The emotions involved are quite honestly complicated and it’s really difficult to describe. In the day before Ellie goes away it’s not unusual for me to look forward to it – it is after all a chance for me to sort stuff, have time to myself and time to spend with my partner.
Then when the time comes to wave goodbye, I get this feeling in the pit of my stomach, a kind of lurch, a kind of empty space. It’s particularly strong when, like on this occasion, she’s going away for longer than a weekend. It’s a feeling unique to dropping Ellie off and it’s a heady mix of sadness, happiness, excitement and guilt. I feel sadness because she’s going and I will miss her. Happiness because her excitement to see her Dad, step mum and new baby sister is as it should be and I love that she’s so settled with it all.
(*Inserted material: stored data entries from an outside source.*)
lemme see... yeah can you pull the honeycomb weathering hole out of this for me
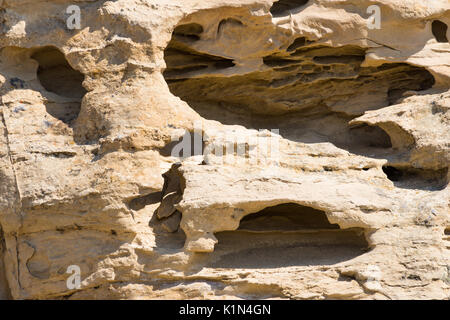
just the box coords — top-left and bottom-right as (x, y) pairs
(382, 166), (448, 191)
(32, 47), (86, 99)
(173, 23), (204, 41)
(32, 46), (86, 125)
(163, 16), (437, 168)
(209, 203), (369, 269)
(163, 46), (235, 81)
(238, 203), (340, 231)
(270, 0), (309, 17)
(345, 124), (393, 150)
(163, 30), (435, 126)
(432, 20), (449, 43)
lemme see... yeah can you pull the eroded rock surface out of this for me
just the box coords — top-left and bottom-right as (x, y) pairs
(0, 0), (449, 299)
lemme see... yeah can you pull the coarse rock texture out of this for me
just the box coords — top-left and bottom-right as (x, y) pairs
(0, 0), (449, 300)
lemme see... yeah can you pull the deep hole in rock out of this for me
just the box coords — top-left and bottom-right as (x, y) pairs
(163, 37), (435, 130)
(432, 20), (449, 43)
(32, 46), (86, 124)
(32, 47), (86, 99)
(270, 0), (309, 17)
(313, 55), (366, 65)
(445, 228), (450, 236)
(209, 203), (369, 268)
(238, 203), (340, 231)
(382, 166), (448, 191)
(173, 23), (204, 41)
(262, 56), (302, 68)
(382, 166), (403, 181)
(164, 23), (235, 81)
(164, 47), (235, 80)
(345, 124), (393, 150)
(163, 18), (436, 163)
(287, 37), (314, 52)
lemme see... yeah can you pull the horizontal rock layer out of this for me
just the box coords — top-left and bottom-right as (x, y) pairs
(0, 0), (449, 299)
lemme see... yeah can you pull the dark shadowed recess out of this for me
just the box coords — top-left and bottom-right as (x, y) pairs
(382, 166), (448, 191)
(287, 37), (315, 52)
(210, 203), (369, 269)
(270, 0), (309, 17)
(164, 22), (235, 81)
(163, 18), (436, 125)
(432, 20), (449, 43)
(238, 203), (340, 231)
(31, 46), (86, 124)
(173, 23), (204, 41)
(163, 46), (235, 81)
(32, 47), (86, 99)
(345, 124), (393, 149)
(164, 41), (435, 123)
(162, 18), (445, 194)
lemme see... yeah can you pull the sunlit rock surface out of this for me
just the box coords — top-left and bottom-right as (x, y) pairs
(0, 0), (449, 299)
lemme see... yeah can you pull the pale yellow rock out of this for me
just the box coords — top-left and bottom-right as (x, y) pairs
(0, 0), (449, 300)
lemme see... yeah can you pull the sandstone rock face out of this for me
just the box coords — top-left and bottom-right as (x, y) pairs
(0, 0), (449, 300)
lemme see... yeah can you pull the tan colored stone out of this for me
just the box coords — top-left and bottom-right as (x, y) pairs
(0, 0), (448, 300)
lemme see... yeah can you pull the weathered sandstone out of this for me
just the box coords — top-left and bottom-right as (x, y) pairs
(0, 0), (449, 299)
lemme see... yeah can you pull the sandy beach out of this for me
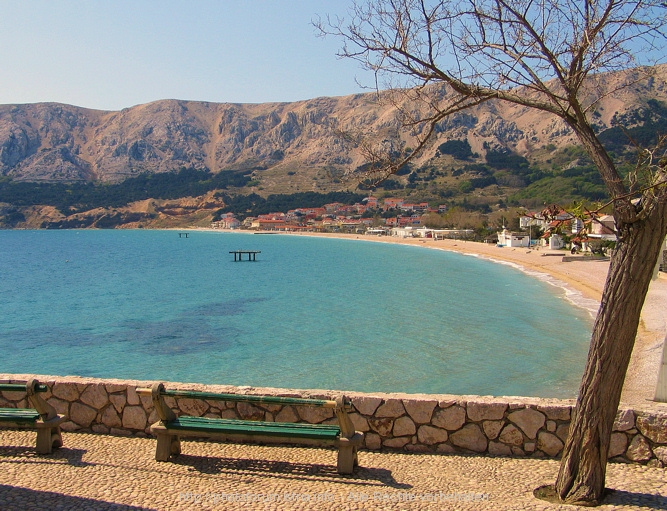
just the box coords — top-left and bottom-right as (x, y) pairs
(270, 231), (667, 406)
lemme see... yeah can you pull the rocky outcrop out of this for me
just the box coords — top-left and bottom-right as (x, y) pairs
(1, 65), (667, 184)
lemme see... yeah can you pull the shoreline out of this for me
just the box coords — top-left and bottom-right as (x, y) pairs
(204, 228), (666, 406)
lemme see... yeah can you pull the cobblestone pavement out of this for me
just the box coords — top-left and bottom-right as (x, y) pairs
(0, 431), (665, 510)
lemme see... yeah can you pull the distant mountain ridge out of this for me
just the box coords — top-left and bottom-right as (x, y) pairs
(2, 65), (667, 188)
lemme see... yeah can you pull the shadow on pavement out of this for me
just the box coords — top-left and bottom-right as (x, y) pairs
(171, 454), (413, 489)
(0, 485), (157, 511)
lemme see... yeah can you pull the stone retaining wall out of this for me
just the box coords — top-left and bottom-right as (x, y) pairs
(2, 374), (666, 467)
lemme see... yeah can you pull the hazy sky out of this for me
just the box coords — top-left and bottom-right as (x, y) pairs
(0, 1), (372, 111)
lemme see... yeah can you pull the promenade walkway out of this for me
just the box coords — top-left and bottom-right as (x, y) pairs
(1, 430), (665, 510)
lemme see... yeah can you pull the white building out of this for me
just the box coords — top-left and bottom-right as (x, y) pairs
(497, 228), (530, 247)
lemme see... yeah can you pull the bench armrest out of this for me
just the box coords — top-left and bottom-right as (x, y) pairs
(151, 382), (177, 422)
(26, 379), (59, 421)
(334, 395), (356, 438)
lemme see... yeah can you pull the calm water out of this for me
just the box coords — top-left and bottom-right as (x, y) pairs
(0, 230), (593, 397)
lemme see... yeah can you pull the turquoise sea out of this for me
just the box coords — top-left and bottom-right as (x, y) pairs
(0, 230), (593, 397)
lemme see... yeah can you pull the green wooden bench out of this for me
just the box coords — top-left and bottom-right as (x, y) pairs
(138, 383), (364, 474)
(0, 379), (66, 454)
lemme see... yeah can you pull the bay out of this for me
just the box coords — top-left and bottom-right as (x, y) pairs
(0, 229), (592, 397)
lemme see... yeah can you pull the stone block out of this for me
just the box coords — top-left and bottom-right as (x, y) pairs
(368, 418), (393, 437)
(608, 432), (628, 458)
(52, 382), (80, 401)
(101, 405), (122, 428)
(636, 414), (667, 444)
(537, 432), (564, 457)
(524, 442), (536, 453)
(375, 399), (406, 418)
(536, 405), (571, 421)
(417, 425), (448, 445)
(110, 428), (132, 436)
(297, 405), (333, 424)
(508, 408), (545, 439)
(488, 441), (512, 456)
(653, 446), (667, 465)
(436, 443), (456, 453)
(260, 403), (282, 414)
(353, 396), (382, 416)
(1, 391), (25, 402)
(449, 424), (487, 452)
(275, 406), (299, 424)
(556, 423), (570, 443)
(613, 409), (636, 432)
(80, 384), (109, 409)
(178, 398), (208, 417)
(104, 383), (128, 394)
(148, 409), (159, 424)
(383, 437), (411, 448)
(393, 416), (416, 437)
(109, 394), (126, 413)
(511, 446), (525, 456)
(126, 386), (140, 405)
(46, 397), (69, 416)
(482, 420), (504, 440)
(498, 424), (524, 446)
(92, 424), (110, 434)
(237, 402), (264, 421)
(220, 409), (238, 419)
(61, 421), (80, 432)
(625, 434), (652, 462)
(122, 405), (147, 430)
(467, 402), (507, 422)
(546, 420), (557, 432)
(365, 432), (382, 450)
(349, 413), (370, 433)
(432, 405), (466, 431)
(139, 394), (153, 409)
(70, 402), (97, 427)
(403, 399), (437, 424)
(406, 444), (431, 453)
I feel excitement because as I’ve already said I do make the most of the time and often appreciate the break and finally, guilt (the ever present parenting emotion) becauseI enjoy the time.
Whilst she’s away for longer periods of time I inevitably miss her more than usual and I have what I can only describe as a compulsion to make the most of the time. I fill my head with lists of things to do and achieve before she gets back – whether it’s relaxing, doing some jobs or whatever.
There are then some entirely new emotions which surface when it’s finally time to collect Ellie again. There’s always excitement and anticipation, but what you might not expect, is that after a longer holiday away I always feel a little anxious. Crazy as it sounds I worry that she might not want to come home, I worry that she’ll be inconsolably upset at saying bye to her Dad or that somehow our closeness will be affected. Now I’m not new to all this and I know in my sane head that the anxiety is not valid, but somehow it doesn’t stop me feeling it! Then again as always my little girl provides the balance and as I see her running up to me, any worries are forgotten and the only emotion I feel is simply love for her.